Sebuah sistem operasi bukan saja berarti kernel, yang hanya berfungsi mengendalikan program lainnya. Pada tahun 1970an, setiap sistem operasi betulan—seperti ITS, Multics, VMS, Unix— menyertakan command processor, assembler, kompiler, interpreter, debugger, editor teks, mailer, dan lainnya. Tentunya, GNU harus menyertakannya pula.

Belakang, daku mendengar kata-kata ini, dikutip dari Hillel (1):

Jika daku bukan untukku sendiri, siapakah akan buatku?
Jika daku hanya untukku, siapakah daku?
Jika tidak sekarang, kapan?

Keputusan untuk memulai proyek GNU berdasarkan semangat yang serupa.

(1) Sebagai ateis, daku bukan pengikut kepemimpinan agama mana pun, namun terkadang saya mengagumi beberapa perkataan yang diucapkan.

Bebas Seperti Dalam Kebebasan

Istilah “perangkat lunak bebas” sering kali disalah-artikan—serta tidak berkaitan dengan harga. Ini mengenai kebebasan. Jadi, berikut ini merupakan definisi dari perangkat lunak bebas.

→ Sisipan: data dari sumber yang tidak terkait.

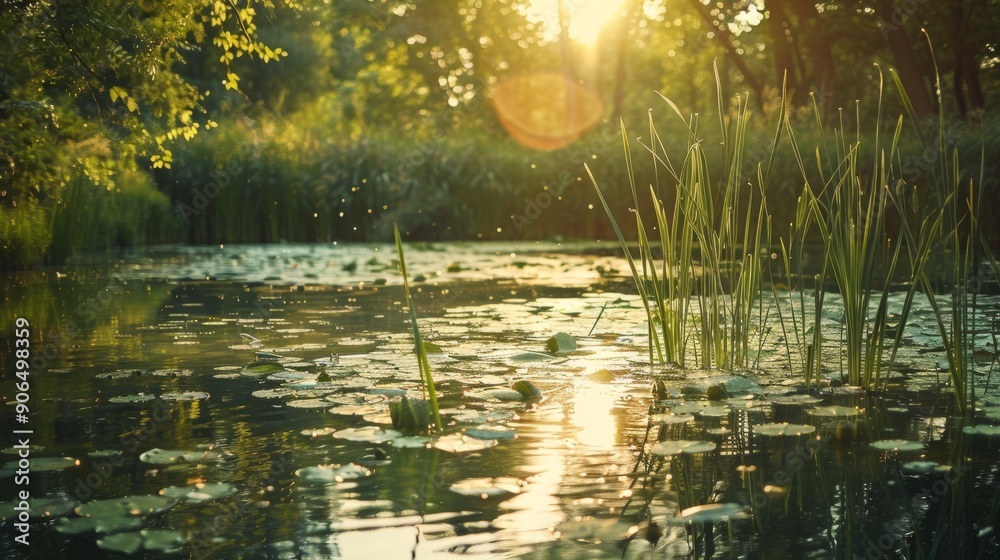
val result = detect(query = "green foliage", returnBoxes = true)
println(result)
[50,162,177,262]
[0,203,52,271]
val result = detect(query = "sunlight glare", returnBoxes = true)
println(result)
[527,0,625,45]
[570,0,625,45]
[571,382,619,448]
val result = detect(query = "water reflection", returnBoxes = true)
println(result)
[4,243,998,559]
[570,380,621,449]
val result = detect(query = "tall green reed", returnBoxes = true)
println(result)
[779,69,937,391]
[889,44,993,415]
[393,224,442,433]
[589,67,770,371]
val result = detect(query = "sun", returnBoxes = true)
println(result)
[569,0,625,44]
[527,0,625,45]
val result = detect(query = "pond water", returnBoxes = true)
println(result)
[2,242,999,559]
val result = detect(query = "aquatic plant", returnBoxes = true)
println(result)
[393,224,442,433]
[889,42,997,416]
[588,64,770,371]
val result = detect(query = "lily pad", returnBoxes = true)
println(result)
[139,449,187,465]
[98,529,187,554]
[148,369,193,378]
[434,433,499,453]
[546,332,577,353]
[332,426,402,443]
[160,391,210,401]
[286,398,331,409]
[242,363,286,376]
[108,394,156,404]
[96,369,145,381]
[507,351,554,362]
[679,503,749,523]
[450,477,522,497]
[0,497,77,522]
[295,463,372,483]
[901,461,951,475]
[649,440,717,456]
[870,439,926,452]
[754,423,817,438]
[160,482,236,503]
[30,457,79,472]
[301,427,338,438]
[55,514,143,535]
[390,436,433,448]
[512,380,543,400]
[648,413,696,425]
[76,495,178,517]
[962,424,1000,436]
[464,424,517,440]
[808,406,860,419]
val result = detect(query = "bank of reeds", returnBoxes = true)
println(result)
[593,67,998,410]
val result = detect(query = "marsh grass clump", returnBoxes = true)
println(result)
[589,63,770,372]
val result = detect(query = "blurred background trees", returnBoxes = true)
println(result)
[2,0,998,267]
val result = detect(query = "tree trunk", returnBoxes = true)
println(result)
[788,0,837,118]
[768,0,798,94]
[686,0,764,108]
[875,0,936,117]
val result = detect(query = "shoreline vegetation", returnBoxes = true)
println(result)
[3,109,998,270]
[3,1,998,271]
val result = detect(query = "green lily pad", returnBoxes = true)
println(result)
[295,463,372,483]
[962,424,1000,436]
[754,423,817,438]
[301,427,338,438]
[507,351,554,362]
[390,436,433,448]
[450,477,522,497]
[870,439,926,452]
[649,440,717,456]
[546,332,577,353]
[901,461,951,475]
[98,529,187,554]
[139,449,186,465]
[30,457,79,472]
[648,413,696,425]
[108,394,156,404]
[286,398,331,409]
[512,380,542,400]
[96,369,145,381]
[32,497,78,520]
[434,433,499,453]
[148,369,193,378]
[76,495,178,517]
[241,363,286,377]
[808,406,860,419]
[160,391,210,401]
[160,482,236,503]
[55,514,143,535]
[680,503,749,523]
[464,424,517,440]
[0,497,77,522]
[96,532,144,555]
[332,426,402,443]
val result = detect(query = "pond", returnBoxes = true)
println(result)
[2,242,999,559]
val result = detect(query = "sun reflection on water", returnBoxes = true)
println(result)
[570,380,621,449]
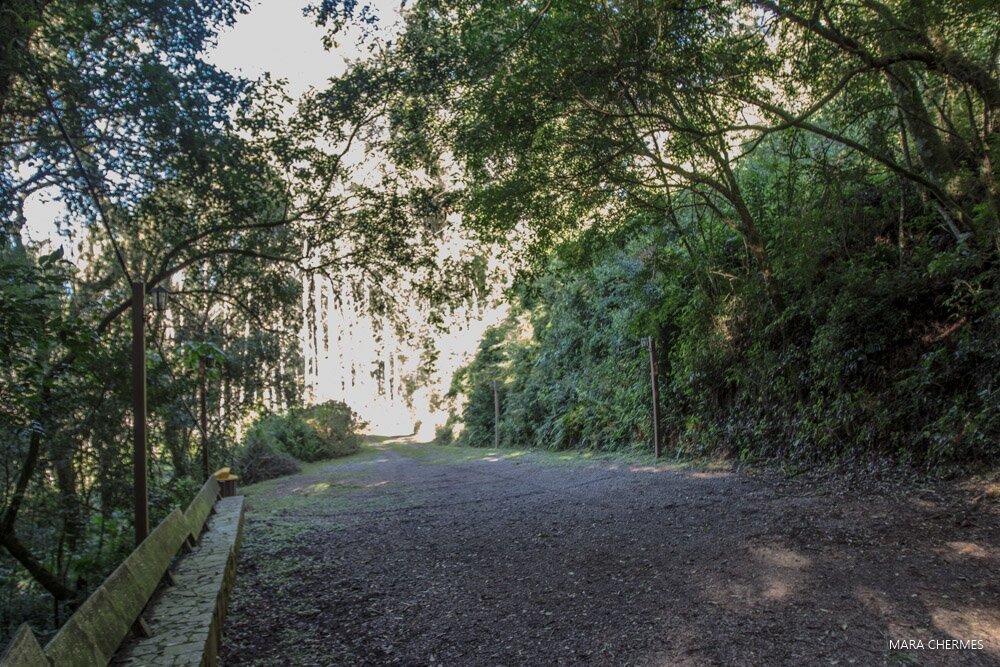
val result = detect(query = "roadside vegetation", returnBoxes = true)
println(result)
[443,197,999,469]
[351,1,1000,471]
[0,0,464,646]
[236,400,366,484]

Karena “bebas” merujuk pada kebebasan, tidaklah terdapat kontradiksi antara berjualan salinan dan perangkat lunak bebas. Bahkan, kebebasan berjualan salinan menjadi penentu: kumpulan perangkat lunak bebas yang dijual di CD-ROM menjadi penting untuk masyarakat, dan berjualan tersebut menjadi cara utama untuk menghimpun dana pengembangan perangkat lunak bebas. Jika tidak termasuk dalam himpunan tersebut, maka tidaklah dapat dikatakan sebagai perangkat lunak bebas.

Karena kebingungan terhadap kata “bebas” ini, banyak yang mencari kata alternatif, namun hingga kini belum ditemukan kata yang lebih cocok. Khasanah bahasa Inggris yang kaya, namun tidak ada kata sederhana yang mencerminkan arti “bebas”. Kata-kata seperti “merdeka”, “kemerdekaan”, “terbuka” dapat berarti lain atau pun mengandung kelemahan lainnya.

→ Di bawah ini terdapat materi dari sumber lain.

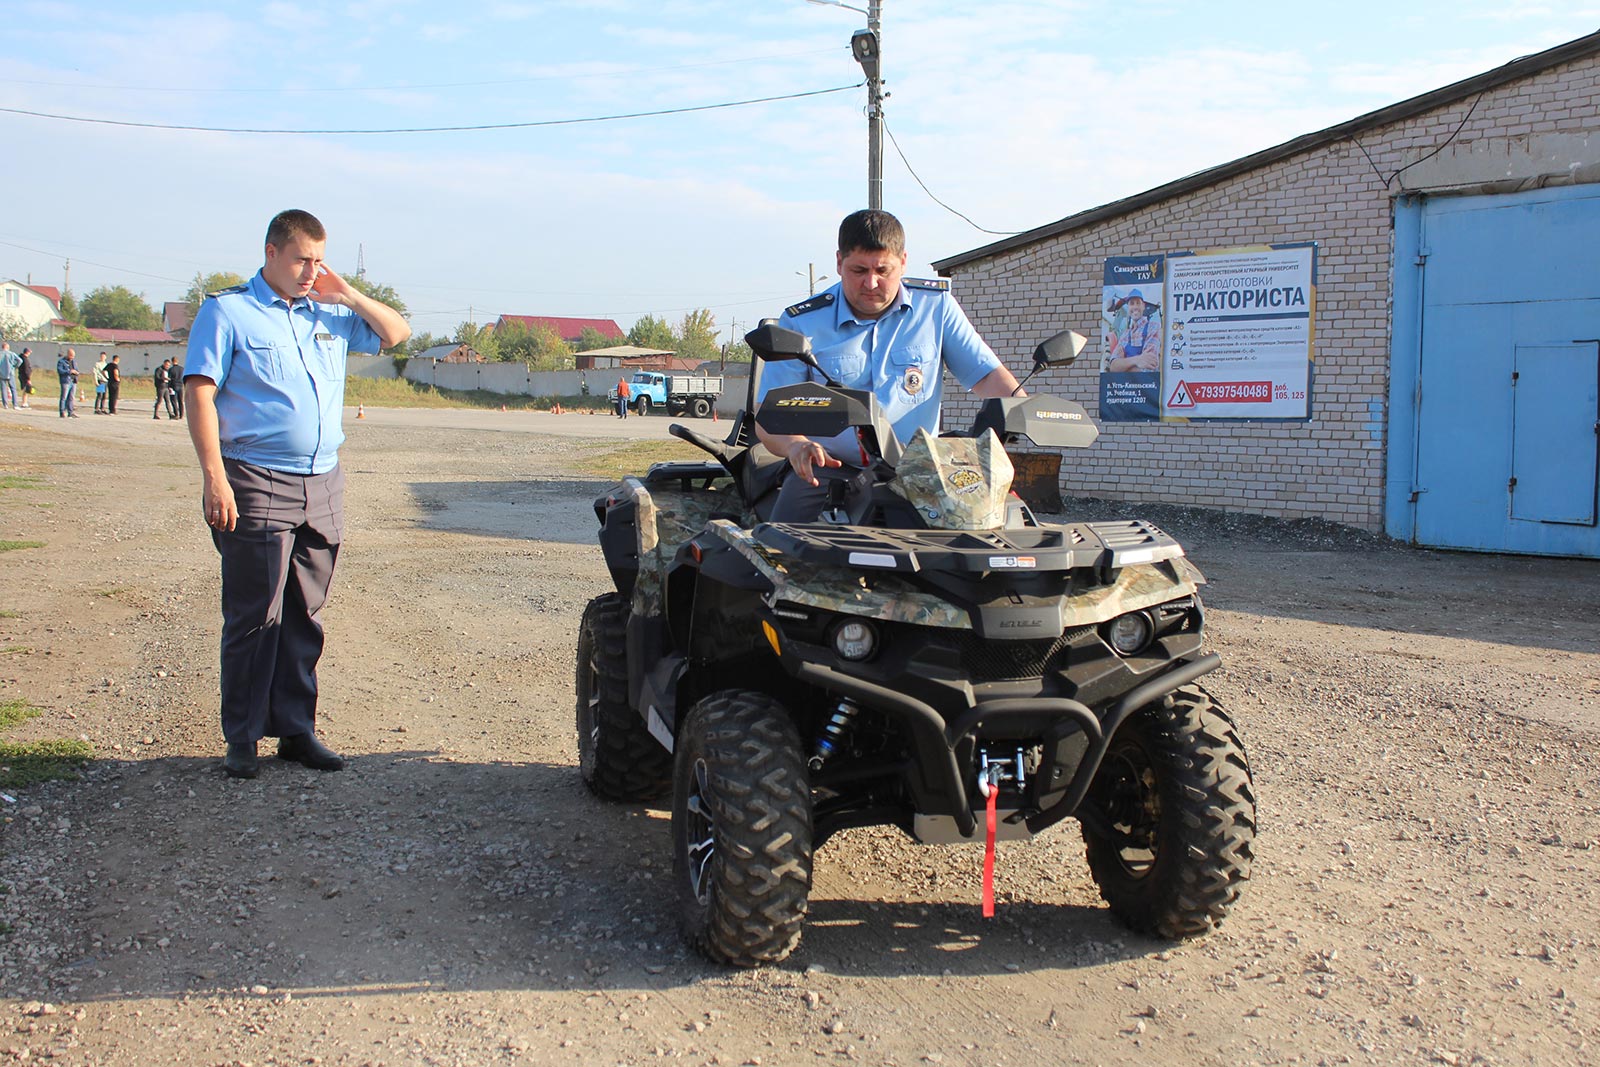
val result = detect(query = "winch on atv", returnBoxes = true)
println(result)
[576,322,1255,966]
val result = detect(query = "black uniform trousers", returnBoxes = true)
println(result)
[212,459,344,744]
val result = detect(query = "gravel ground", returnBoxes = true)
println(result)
[1,404,1597,1067]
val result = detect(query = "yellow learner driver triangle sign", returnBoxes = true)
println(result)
[1167,379,1194,408]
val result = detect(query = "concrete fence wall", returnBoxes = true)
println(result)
[13,341,189,379]
[399,359,751,413]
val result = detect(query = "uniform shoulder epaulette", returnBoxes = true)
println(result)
[207,283,250,298]
[784,292,835,317]
[903,277,950,292]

Perangkat Lunak GNU dan sistem GNU

Mengembangkan sistem seutuhnya merupakan maha-proyek. Agar terjangkau, daku memutuskan untuk mengadaptasi perangkat lunak bebas yang ada, jika memungkinkan. Umpamanya, sejak awal diputuskan untuk menggunakan TeX sebagai pengatur teks utama; beberapa tahun kemudian, diputuskan untuk menggunakan sistem X Window dari pada membuat sistem window sendiri untuk GNU.

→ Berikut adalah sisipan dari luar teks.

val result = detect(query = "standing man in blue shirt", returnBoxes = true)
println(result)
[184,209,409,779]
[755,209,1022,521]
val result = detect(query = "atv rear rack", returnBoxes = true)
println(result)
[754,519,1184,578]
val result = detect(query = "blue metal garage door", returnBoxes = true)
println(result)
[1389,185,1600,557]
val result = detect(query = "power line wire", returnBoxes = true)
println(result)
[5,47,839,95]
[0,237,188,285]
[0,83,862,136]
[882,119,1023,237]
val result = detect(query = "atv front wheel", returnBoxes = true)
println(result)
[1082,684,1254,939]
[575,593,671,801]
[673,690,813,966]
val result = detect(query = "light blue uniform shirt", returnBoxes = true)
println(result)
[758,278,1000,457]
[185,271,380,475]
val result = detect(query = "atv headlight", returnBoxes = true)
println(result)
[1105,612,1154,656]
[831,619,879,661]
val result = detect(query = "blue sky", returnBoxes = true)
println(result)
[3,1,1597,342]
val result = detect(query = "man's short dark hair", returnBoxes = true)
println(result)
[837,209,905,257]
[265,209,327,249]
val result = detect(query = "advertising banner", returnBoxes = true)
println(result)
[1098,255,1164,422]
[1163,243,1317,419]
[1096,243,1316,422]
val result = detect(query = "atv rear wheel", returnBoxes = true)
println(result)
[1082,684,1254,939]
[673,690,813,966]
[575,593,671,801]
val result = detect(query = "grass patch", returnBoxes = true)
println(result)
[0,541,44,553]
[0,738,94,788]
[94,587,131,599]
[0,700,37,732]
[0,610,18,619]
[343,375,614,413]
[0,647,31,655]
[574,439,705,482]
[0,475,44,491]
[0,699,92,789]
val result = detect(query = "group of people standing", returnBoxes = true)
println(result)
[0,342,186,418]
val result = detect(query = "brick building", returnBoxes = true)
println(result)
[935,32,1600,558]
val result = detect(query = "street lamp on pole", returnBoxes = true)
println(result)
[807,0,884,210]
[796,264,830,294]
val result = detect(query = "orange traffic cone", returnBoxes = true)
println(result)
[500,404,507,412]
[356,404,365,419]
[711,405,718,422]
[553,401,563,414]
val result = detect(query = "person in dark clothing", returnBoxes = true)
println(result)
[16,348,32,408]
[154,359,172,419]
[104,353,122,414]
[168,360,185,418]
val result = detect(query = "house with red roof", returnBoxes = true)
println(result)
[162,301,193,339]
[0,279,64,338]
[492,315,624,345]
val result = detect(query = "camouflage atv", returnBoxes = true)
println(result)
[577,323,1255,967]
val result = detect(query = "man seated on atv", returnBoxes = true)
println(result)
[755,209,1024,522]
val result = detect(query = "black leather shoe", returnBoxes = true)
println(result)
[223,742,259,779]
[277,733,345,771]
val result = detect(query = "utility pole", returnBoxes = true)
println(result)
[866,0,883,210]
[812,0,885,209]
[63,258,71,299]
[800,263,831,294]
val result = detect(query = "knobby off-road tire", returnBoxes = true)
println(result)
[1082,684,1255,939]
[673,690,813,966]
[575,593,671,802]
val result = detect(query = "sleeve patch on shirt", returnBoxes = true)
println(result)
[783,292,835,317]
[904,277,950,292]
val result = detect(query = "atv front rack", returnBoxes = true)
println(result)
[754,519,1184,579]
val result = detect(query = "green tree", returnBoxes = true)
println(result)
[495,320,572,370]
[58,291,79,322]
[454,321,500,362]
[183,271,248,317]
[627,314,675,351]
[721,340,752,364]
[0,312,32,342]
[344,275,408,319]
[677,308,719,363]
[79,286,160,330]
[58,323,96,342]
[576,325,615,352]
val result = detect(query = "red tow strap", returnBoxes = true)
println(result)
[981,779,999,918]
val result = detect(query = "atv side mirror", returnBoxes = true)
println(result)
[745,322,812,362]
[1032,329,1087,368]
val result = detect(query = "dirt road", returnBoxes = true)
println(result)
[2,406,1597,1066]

Karena keputusan ini, sistem GNU tidaklah sama dengan koleksi semua perangkat lunak GNU. Dalam sistem GNU terdapat program yang bukan merupakan perangkat lunak GNU, program yang dikembangkan oleh pihak dan proyek lain untuk keperluan mereka sendiri, namun kita dapa gunakan karena merupakan perangkat lunak bebas.

Perluncuran Proyek

Pada bulan Januari 1984, daku berhenti kerja dari MIT, serta memulai menulis perangkat lunak GNU. Meninggalkan MIT diperlukan, agar MIT tidak dapat menghalangi pendistribusian GNU sebagai perangkat lunak bebas. Jika saya tetap menjadi karyawan, MIT mungkin akan menganggap turut memiliki perangkat lunak tersebut, serta dapat saja turut menentukan ketentuan pendistribusiannya, bahkan mengubahnya menjadi perangkat lunak berpemilik. Padahal, daku tak berniat membuat karya besar ini menjadi sia-sia karena tidak dapat digunakan untuk membangun sebuah masyarakat yang berbagi perangkat lunak.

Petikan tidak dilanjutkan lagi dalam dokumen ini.